Chris Harris says the power to deliver the interoperability that customers seek lies with VARs

Resellers will this year find themselves looking on with trepidation as Microsoft decides to take on Avaya and Cisco on the unified communications (UC) battleground.

Financial constraints mean that only the biggest resellers are able to offer bespoke solutions from all vendors, and the investment in the training and accreditation of staff that goes with it.

In the ongoing battle between Microsoft, NEC, Cisco, Avaya and others, average-sized resellers must continue to offer applications that enhance customer business processes and are sufficiently compelling to be able to drive vendor migration.

It is not so much about backing a winner, but making sure resellers do not end up becoming the overall loser.

What resellers have – more so than any vendor – is a keen understanding of what enterprise customers are looking for. They know that more companies are inviting their staff to work flexibly in a bid to propel productivity and keep hold of key workers in difficult times.

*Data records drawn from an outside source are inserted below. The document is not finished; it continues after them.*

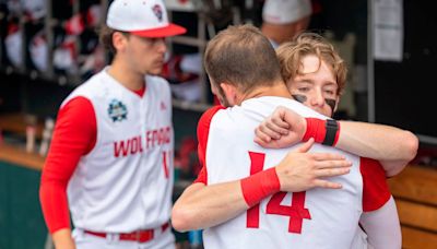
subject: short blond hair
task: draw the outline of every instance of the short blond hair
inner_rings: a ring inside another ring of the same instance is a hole
[[[302,60],[310,55],[317,56],[332,70],[339,86],[338,94],[341,95],[346,84],[346,63],[324,37],[315,33],[303,33],[293,42],[284,43],[276,49],[282,79],[288,82],[290,79],[302,75],[299,71]]]

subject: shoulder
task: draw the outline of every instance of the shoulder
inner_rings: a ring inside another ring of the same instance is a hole
[[[211,120],[212,118],[220,111],[226,109],[223,106],[213,106],[210,109],[208,109],[205,112],[203,112],[203,115],[200,117],[199,119],[199,123],[198,123],[198,135],[199,135],[199,131],[204,131],[204,130],[209,130],[209,127],[211,124]]]

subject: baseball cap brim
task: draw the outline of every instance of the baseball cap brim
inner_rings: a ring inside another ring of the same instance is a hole
[[[158,27],[158,28],[152,28],[152,29],[145,29],[145,31],[131,31],[132,35],[138,35],[142,37],[149,37],[149,38],[158,38],[158,37],[168,37],[168,36],[175,36],[175,35],[181,35],[187,32],[187,28],[176,25],[174,23],[168,24],[165,27]]]

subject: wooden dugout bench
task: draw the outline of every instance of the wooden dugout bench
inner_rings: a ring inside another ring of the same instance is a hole
[[[388,180],[402,226],[402,248],[437,248],[437,169],[408,166]]]

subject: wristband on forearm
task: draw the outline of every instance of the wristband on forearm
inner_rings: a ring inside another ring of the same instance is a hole
[[[279,192],[281,189],[274,167],[241,179],[240,185],[248,206],[258,204],[262,199]]]
[[[333,119],[322,120],[318,118],[306,118],[307,131],[304,134],[303,141],[315,139],[316,143],[323,145],[335,146],[340,135],[340,123]]]

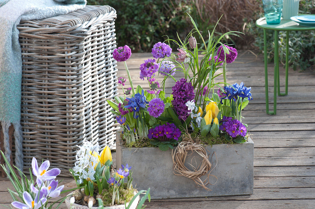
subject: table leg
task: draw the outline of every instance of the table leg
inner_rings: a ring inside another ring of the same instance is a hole
[[[266,29],[264,30],[264,55],[265,63],[265,88],[266,99],[266,112],[267,114],[273,115],[273,112],[269,111],[269,101],[268,96],[268,72],[267,58],[267,35]]]
[[[273,114],[277,114],[277,80],[280,83],[279,72],[279,49],[278,47],[278,31],[275,30],[275,49],[274,49],[274,80],[273,92]],[[280,93],[280,85],[278,87],[279,93]]]

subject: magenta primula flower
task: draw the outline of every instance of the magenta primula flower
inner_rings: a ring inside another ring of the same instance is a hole
[[[11,204],[19,209],[38,209],[41,208],[47,201],[47,198],[43,197],[43,193],[41,190],[36,194],[33,200],[30,193],[26,191],[23,192],[23,196],[25,204],[15,201]],[[44,209],[45,208],[43,208]]]
[[[236,50],[236,49],[232,47],[229,47],[226,45],[224,45],[224,46],[227,48],[230,52],[229,54],[226,54],[225,55],[226,57],[226,63],[232,63],[234,61],[234,60],[235,60],[235,59],[237,57],[237,50]],[[225,54],[225,53],[224,53],[224,50],[223,49],[222,45],[221,45],[219,47],[217,54],[218,55],[219,59],[220,59],[223,62],[224,61]]]
[[[131,56],[131,50],[127,45],[115,49],[113,52],[113,57],[117,62],[126,61],[130,58]]]
[[[33,169],[33,174],[43,181],[49,181],[54,179],[56,177],[60,174],[60,169],[55,168],[49,170],[48,168],[50,165],[49,160],[44,161],[38,168],[37,164],[37,161],[35,157],[32,160],[32,168]]]
[[[172,49],[165,43],[158,42],[153,46],[151,54],[156,59],[169,57],[172,53]]]

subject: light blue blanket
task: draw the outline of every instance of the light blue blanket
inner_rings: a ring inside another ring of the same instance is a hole
[[[0,122],[6,157],[11,154],[9,128],[14,127],[15,163],[23,168],[21,118],[22,55],[16,28],[21,20],[39,19],[82,8],[86,0],[0,0]]]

They know that contact centres are automating the handling of repetitive and mundane queries, creating the resources to deliver better customer service. They also know that companies are looking at their communications infrastructure to see how they can consolidate – and there is a lot of choice.

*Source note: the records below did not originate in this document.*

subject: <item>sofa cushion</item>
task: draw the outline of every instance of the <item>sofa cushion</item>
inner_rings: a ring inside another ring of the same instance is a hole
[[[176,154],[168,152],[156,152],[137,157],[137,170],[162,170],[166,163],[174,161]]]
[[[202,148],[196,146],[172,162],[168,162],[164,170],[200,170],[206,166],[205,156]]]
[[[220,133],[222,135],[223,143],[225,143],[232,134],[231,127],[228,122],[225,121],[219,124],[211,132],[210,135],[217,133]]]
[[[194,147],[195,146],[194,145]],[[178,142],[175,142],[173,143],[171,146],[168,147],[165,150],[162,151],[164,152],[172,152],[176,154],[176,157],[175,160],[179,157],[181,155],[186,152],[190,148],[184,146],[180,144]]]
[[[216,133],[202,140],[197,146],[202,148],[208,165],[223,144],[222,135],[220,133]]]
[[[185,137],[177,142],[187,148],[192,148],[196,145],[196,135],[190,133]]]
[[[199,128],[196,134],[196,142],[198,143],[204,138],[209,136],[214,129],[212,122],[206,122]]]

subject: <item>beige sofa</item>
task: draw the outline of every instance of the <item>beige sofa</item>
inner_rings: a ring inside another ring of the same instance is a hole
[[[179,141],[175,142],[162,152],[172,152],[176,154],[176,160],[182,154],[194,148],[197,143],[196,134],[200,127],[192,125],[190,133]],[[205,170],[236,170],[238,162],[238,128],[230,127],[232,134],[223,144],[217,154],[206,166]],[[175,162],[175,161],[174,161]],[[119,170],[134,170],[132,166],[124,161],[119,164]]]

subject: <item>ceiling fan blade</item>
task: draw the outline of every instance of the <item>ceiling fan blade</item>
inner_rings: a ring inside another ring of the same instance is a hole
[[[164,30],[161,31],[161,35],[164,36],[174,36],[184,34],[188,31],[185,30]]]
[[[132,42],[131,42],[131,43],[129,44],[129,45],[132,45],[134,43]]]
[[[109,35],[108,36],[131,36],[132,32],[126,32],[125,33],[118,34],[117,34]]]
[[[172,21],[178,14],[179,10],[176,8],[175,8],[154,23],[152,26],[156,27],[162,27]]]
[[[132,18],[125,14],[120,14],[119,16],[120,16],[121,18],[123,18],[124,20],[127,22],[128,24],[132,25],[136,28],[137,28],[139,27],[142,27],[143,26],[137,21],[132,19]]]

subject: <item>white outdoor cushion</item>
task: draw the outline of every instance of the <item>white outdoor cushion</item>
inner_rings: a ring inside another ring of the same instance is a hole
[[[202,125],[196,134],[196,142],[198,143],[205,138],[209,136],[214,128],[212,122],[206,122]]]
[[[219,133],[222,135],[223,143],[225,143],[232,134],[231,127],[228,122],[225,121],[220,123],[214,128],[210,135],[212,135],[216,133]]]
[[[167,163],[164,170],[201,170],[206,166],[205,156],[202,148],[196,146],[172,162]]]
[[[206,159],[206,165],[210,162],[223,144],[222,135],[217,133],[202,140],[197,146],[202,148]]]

There is also the small matter of figuring out how such UC and contact centre services are to work together with every other best-of-breed solution once it has been placed in the enterprise.

One thing is certain: customers do not care how the solutions work together, they just have to work.

Difficult times create opportunities. Right now that opportunity is to provide more added value, and much needed certainty of outcome, for enterprises that are caught in the marketing crossfire of the big three vendors.

Increasingly, that value is found in third-party applications that enhance the experience and efficiency of the rather generic, undifferentiated products delivered by the big three.

Not solely in the applications, but also in the professional services to design and configure enhanced solutions, be that for the desktop or the contact centre. Smart, value-added apps work across all the major vendor platforms.

So if the IT director insists he or she wants the new Microsoft, Avaya or Cisco UC platform to work seamlessly with everything else the firm has, resellers may suddenly realise that they hold the winning card.